In preghiera con Maria, “Madonna del ponte” tra la terra e il cielo 

Come credenti, riuniti nel nome di Cristo, formiamo insieme la casa di Dio che è la Chiesa. Di essa Maria è l’immagine personale. È lei la tenda di Dio, il luogo in cui Dio è stato generato ed è venuto al mondo.

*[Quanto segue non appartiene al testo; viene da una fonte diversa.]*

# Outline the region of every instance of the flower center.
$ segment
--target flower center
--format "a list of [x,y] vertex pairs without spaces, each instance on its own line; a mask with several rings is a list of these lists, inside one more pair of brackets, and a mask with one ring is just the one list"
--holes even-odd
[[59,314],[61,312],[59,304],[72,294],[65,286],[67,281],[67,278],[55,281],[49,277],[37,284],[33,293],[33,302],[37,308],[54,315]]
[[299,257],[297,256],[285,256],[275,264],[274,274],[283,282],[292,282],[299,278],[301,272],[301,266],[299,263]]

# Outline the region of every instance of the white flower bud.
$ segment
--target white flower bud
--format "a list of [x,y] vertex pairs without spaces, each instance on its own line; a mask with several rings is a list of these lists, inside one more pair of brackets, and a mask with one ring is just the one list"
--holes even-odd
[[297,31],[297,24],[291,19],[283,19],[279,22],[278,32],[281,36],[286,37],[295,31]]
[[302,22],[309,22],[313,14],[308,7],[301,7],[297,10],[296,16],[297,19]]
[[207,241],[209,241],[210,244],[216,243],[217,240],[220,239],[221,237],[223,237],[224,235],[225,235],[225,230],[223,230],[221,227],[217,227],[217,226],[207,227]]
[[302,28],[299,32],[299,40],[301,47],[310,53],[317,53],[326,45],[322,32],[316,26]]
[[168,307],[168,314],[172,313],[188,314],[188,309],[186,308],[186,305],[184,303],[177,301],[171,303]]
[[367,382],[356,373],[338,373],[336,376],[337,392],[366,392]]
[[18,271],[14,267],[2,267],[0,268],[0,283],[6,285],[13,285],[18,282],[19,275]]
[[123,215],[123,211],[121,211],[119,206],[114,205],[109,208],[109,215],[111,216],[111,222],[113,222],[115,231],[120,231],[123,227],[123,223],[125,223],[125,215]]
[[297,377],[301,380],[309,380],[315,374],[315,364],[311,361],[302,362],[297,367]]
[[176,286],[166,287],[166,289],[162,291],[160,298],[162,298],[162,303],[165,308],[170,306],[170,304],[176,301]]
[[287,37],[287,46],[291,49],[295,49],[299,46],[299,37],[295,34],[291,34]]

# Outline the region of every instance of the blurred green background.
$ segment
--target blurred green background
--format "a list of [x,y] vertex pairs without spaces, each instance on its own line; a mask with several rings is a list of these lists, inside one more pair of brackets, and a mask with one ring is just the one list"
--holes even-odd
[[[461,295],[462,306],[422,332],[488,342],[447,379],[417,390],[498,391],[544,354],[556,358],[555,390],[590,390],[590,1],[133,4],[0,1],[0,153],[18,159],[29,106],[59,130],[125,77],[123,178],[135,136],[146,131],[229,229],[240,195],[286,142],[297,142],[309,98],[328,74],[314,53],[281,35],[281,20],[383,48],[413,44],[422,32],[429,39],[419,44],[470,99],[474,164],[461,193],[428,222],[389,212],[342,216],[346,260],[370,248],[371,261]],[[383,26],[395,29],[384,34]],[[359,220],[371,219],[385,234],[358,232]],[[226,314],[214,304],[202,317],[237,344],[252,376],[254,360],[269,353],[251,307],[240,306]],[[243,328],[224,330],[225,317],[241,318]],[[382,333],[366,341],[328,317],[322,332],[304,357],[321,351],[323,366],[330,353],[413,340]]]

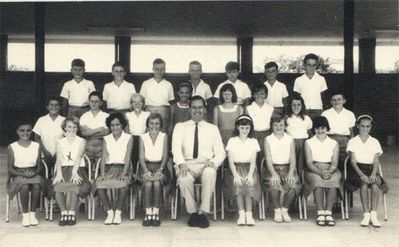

Per mezzo di lei la Parola si è fatta carne (cf. Gv 1,14). La vergine Maria che oggi veneriamo con il titolo di “Madonna del ponte” ci aiuti a compiere il passaggio, ogni volta che entriamo in questa Chiesa, dall’edifico materiale alla comunità spirituale, dal banchetto sacramentale al convito celeste, dal pellegrinaggio terreno alla comunione gioiosa ed eterna in cielo con la santa Trinità, nella gloria degli angeli e dei santi.


[1] La citazione è in J. Hani, Il simbolismo del tempio cristiano, Edizioni Arkeios, Roma 1996, p. 29.

[2] Massimo il Confessore, Mistagogia, 2.

[3] Bernardo di Chiaravalle, Sermo de diversis, 9, 1.

[4] P. Evdokimov, L’uomo icona di Cristo. Saggi di spiritualità, Ancora, Milano 1981, p. 96.

[5] La citazione è in J. Hani, Il simbolismo, cit., p. 103.

[6] R. Guardini, I santi segni, Morcelliana, Brescia 1996, p. 189.

[7] Id., L’opera d’arte, Morcelliana, Brescia 1998, p. 43.

[8] Catechismo della Chiesa Cattolica, 1219.

[9] Germano di Costantinopoli, Storia ecclesiastica e contemplazione mistica, PG 98, 421C

[10] Simeone di Tessalonica, Sul sacro tempio, 111, PG 155, 316DC.

[11] Giovanni Crisostomo, Commento al Vangelo di Giovanni, 46, 4.

[12] Gregorio Palmas, Omelia 56, 13.

[13] N. Cabasilas, La vita in Cristo, a cura di Natale Benazzi, Città Nuova 2017, III, 3, p. 196.